The Forgotten War and the Election

News about Iraq and Afghanistan fills the media.  At the same time we are besieged with stories about the up-coming election.  But where are the stories about how the war is affecting election campaigns?

This stunning absence calls for an explanation.  With all the money spent on polls, focus groups and electoral analysis, we can be sure that this absence of discussion or debate is no accident.  But what does it mean?  What does it say about us?

In an OpEd piece on Monday, Tom Brokaw noted the absence, what he called the “forgotten wars:”  “The answer is very likely that the vast majority of Americans wake up every day worrying, with good reason, about their economic security, but they can opt out of the call to arms.
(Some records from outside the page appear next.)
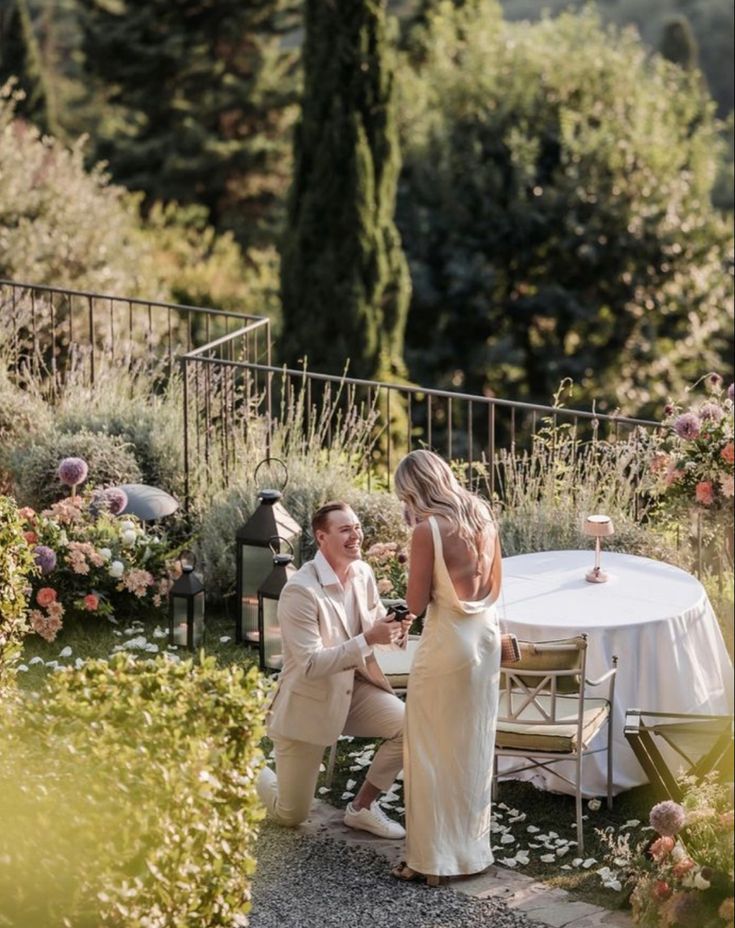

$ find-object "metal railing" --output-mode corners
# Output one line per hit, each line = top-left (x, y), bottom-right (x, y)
(0, 280), (658, 508)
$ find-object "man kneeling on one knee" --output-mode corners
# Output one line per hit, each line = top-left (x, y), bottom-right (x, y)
(258, 502), (411, 838)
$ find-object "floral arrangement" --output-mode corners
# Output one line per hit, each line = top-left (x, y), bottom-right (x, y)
(365, 541), (408, 599)
(19, 458), (176, 641)
(608, 774), (735, 928)
(651, 373), (735, 512)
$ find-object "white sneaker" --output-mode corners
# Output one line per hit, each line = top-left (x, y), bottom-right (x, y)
(255, 767), (278, 812)
(344, 802), (406, 841)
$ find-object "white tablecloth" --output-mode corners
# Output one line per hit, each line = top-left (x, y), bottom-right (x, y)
(498, 550), (733, 796)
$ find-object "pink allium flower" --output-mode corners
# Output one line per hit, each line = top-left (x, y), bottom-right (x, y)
(649, 799), (686, 838)
(651, 451), (671, 474)
(674, 412), (701, 441)
(671, 857), (694, 880)
(36, 586), (56, 609)
(648, 835), (675, 860)
(59, 458), (89, 487)
(33, 545), (56, 574)
(694, 480), (715, 506)
(30, 609), (61, 641)
(651, 880), (671, 900)
(699, 403), (724, 422)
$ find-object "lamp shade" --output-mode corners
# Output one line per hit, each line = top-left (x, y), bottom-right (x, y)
(582, 515), (615, 538)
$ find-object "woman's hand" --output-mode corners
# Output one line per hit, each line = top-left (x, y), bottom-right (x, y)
(365, 612), (411, 647)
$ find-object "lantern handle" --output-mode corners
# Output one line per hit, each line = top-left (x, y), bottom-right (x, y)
(253, 458), (288, 491)
(268, 535), (293, 557)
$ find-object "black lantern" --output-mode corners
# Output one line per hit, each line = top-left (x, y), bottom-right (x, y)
(258, 538), (296, 672)
(168, 551), (204, 650)
(235, 458), (301, 647)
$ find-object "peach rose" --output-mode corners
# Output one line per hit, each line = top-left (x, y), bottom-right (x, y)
(36, 586), (56, 609)
(694, 480), (715, 506)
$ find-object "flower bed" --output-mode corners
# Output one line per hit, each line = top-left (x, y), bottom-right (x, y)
(19, 458), (176, 641)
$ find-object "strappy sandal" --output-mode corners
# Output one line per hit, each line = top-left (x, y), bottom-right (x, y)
(390, 860), (446, 886)
(390, 860), (426, 883)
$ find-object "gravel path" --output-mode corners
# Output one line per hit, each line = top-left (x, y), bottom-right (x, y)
(250, 824), (536, 928)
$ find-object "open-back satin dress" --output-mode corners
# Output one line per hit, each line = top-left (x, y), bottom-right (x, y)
(404, 517), (500, 876)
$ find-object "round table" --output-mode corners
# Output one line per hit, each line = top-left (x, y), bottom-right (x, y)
(498, 550), (733, 796)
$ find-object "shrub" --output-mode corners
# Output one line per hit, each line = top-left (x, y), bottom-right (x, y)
(0, 496), (36, 694)
(0, 85), (162, 299)
(2, 427), (141, 510)
(0, 655), (266, 928)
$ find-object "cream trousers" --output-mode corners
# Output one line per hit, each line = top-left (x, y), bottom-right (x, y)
(261, 675), (405, 826)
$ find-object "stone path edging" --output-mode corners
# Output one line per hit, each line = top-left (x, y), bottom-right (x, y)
(299, 799), (633, 928)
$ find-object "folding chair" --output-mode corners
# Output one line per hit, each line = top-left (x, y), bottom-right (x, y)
(623, 709), (733, 802)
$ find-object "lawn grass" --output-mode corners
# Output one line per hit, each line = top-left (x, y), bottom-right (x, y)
(18, 610), (661, 909)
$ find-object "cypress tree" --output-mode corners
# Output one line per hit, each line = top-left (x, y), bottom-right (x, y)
(0, 0), (57, 134)
(80, 0), (298, 243)
(659, 16), (699, 71)
(281, 0), (411, 379)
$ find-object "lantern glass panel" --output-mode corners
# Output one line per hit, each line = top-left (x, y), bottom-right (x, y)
(192, 590), (204, 648)
(263, 596), (283, 670)
(171, 595), (189, 647)
(240, 544), (273, 644)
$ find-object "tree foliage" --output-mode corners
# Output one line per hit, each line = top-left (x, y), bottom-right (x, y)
(281, 0), (410, 377)
(399, 2), (732, 411)
(80, 0), (296, 248)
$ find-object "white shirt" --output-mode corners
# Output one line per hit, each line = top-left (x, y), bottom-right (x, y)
(314, 551), (372, 657)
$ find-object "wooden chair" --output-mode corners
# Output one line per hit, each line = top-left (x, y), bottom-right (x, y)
(493, 635), (618, 853)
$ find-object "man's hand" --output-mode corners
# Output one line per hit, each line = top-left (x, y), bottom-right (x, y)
(365, 612), (411, 647)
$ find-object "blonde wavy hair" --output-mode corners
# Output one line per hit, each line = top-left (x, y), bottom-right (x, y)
(393, 449), (495, 570)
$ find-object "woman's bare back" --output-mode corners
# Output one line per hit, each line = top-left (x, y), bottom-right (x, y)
(435, 516), (497, 602)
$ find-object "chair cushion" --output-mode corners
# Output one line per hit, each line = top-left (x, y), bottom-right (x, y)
(495, 690), (610, 754)
(500, 636), (585, 693)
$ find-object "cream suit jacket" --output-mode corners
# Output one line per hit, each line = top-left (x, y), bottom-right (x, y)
(268, 561), (405, 746)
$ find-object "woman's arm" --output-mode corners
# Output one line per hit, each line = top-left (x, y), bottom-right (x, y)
(490, 530), (503, 603)
(406, 522), (434, 615)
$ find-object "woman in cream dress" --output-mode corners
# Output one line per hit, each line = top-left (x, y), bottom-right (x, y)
(393, 450), (501, 885)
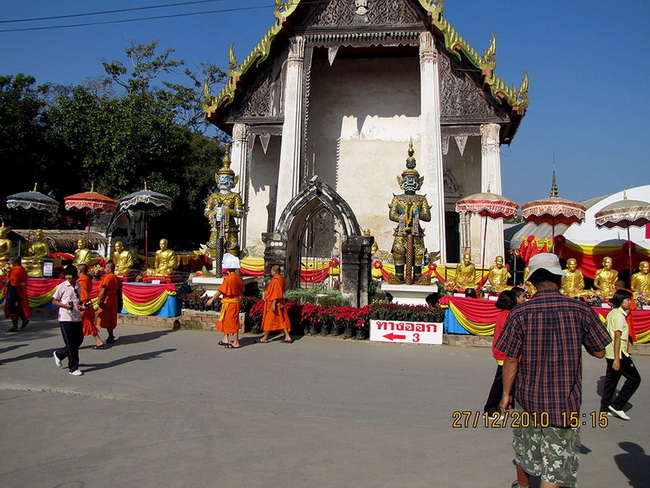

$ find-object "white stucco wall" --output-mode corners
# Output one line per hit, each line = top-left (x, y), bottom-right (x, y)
(246, 137), (280, 246)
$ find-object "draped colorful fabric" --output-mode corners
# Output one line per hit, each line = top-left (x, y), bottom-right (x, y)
(122, 283), (176, 315)
(555, 236), (650, 279)
(594, 308), (650, 344)
(439, 295), (500, 336)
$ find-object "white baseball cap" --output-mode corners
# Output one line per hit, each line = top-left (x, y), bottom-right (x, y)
(528, 252), (567, 280)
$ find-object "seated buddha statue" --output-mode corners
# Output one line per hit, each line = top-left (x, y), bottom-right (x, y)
(454, 254), (476, 290)
(487, 256), (510, 293)
(23, 229), (50, 278)
(594, 256), (618, 299)
(631, 261), (650, 295)
(561, 258), (585, 297)
(72, 239), (94, 266)
(147, 239), (178, 276)
(112, 241), (133, 275)
(0, 222), (11, 261)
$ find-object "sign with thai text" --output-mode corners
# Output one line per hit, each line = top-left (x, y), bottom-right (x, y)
(370, 320), (442, 344)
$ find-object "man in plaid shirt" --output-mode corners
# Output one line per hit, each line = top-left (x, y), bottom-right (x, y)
(495, 253), (611, 488)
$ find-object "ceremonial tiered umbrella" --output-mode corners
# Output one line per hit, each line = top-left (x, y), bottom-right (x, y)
(63, 187), (117, 248)
(119, 182), (173, 265)
(456, 190), (519, 280)
(7, 184), (59, 252)
(595, 192), (650, 279)
(521, 171), (587, 245)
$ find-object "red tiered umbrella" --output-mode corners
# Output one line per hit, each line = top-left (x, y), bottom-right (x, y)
(456, 186), (519, 279)
(594, 192), (650, 280)
(521, 170), (587, 245)
(63, 188), (117, 246)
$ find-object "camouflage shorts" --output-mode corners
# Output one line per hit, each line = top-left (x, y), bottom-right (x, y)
(512, 405), (580, 486)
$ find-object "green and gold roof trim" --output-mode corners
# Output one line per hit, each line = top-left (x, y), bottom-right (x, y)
(203, 0), (529, 116)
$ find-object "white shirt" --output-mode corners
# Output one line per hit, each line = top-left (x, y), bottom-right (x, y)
(52, 281), (81, 322)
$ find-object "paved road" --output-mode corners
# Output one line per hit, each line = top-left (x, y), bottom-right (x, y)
(0, 319), (650, 488)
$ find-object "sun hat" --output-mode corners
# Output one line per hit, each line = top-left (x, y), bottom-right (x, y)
(528, 252), (567, 280)
(221, 253), (241, 269)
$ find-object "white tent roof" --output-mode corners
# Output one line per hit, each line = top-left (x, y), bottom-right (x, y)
(563, 185), (650, 249)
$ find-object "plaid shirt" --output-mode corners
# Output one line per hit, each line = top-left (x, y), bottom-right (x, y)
(495, 290), (611, 427)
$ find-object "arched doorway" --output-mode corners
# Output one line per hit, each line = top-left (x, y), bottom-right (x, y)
(263, 176), (374, 306)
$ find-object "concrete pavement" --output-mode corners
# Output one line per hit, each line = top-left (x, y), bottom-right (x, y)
(0, 319), (650, 488)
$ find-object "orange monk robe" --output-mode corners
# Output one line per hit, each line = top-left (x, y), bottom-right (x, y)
(5, 266), (32, 319)
(77, 275), (99, 336)
(97, 273), (120, 329)
(217, 273), (244, 334)
(262, 275), (291, 331)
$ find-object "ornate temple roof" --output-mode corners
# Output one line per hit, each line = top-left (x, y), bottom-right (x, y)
(203, 0), (528, 135)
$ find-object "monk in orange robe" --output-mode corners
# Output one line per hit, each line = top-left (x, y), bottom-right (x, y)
(97, 262), (122, 344)
(207, 253), (244, 349)
(257, 265), (293, 344)
(5, 256), (32, 332)
(77, 264), (104, 349)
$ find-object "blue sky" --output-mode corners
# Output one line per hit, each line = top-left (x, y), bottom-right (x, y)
(0, 0), (650, 204)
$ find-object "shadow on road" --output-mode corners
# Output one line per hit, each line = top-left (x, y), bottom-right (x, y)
(79, 348), (176, 373)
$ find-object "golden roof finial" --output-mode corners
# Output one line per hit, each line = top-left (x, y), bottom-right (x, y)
(217, 142), (235, 176)
(228, 42), (237, 76)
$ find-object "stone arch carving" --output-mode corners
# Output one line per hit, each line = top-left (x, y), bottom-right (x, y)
(262, 176), (374, 306)
(276, 175), (361, 236)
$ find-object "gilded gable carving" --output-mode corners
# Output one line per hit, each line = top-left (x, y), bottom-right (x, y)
(301, 0), (422, 27)
(232, 58), (282, 119)
(438, 53), (507, 120)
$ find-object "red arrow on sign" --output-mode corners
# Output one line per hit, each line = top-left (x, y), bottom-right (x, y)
(384, 332), (406, 341)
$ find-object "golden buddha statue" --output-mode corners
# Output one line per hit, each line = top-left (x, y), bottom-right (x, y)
(204, 144), (244, 258)
(0, 222), (11, 261)
(487, 256), (511, 293)
(72, 239), (96, 266)
(147, 239), (179, 276)
(631, 261), (650, 295)
(560, 258), (585, 297)
(594, 256), (618, 299)
(23, 229), (50, 278)
(388, 141), (431, 284)
(112, 241), (133, 275)
(454, 254), (476, 290)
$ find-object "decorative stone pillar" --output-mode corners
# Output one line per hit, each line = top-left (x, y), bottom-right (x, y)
(341, 236), (375, 307)
(418, 32), (447, 263)
(275, 36), (305, 227)
(230, 124), (250, 250)
(481, 124), (505, 266)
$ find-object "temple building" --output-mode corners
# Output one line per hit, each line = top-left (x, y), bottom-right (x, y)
(204, 0), (528, 304)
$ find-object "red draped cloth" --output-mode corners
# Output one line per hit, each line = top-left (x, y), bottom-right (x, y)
(5, 266), (32, 320)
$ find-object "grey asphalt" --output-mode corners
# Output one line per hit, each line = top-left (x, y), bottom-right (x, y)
(0, 319), (650, 488)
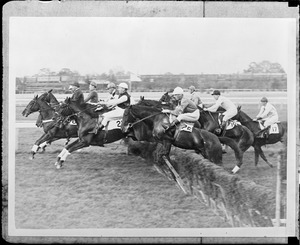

Unless they are enlisted in the armed services — or have a family member who has stepped forward — nothing much is asked of them in the war effort.”

Our all-volunteer army, he adds, represents less than 1 percent of the American population, and, moreover, the majority of those in uniform come from working-class or lower middle-class backgrounds.  (See, “The Wars That America Forgot About.”)

This may be part of the answer, as this war stand in striking contrast to the Vietnam war, when hundreds of thousands of middle-class students who were eligible for the draft vehemently protested.  But there is another answer that has to do with the meaning of the war, and the absence of conflict about it.

In the minds of most Americans, this war is still seen as a response to 9/11.  It’s not really a choice, but an obligation of self-defense.  Perhaps it could be fought differently, but if you feel you have been attacked there is no question about whether or not you need to defend yourself.

In fact, though, this is a myth.  We believe we are there to defeat and punish Al Qaida, but for sometime now, news reports have made it clear that Al Qaida has relocated to Pakistan.  As we get more and more deeply enmeshed in the hopeless tribal politics of a backward and corrupt regime, the public still believes we are fighting those who perpetrated 9/11.  To think otherwise would feel disloyal and, perhaps, defeatist.

So our politicians cannot debate this issue because it is a myth we are all too deeply committed to sharing.  Unconsciously, I think, we are all eager to get our of there as quickly as possible, but we can’t talk about it because we can’t face the hopeless situation it has become.

Not only are we not attacking the perpetrators we set out to punish, our strategy is probably provoking more hatred – and more terrorist responses.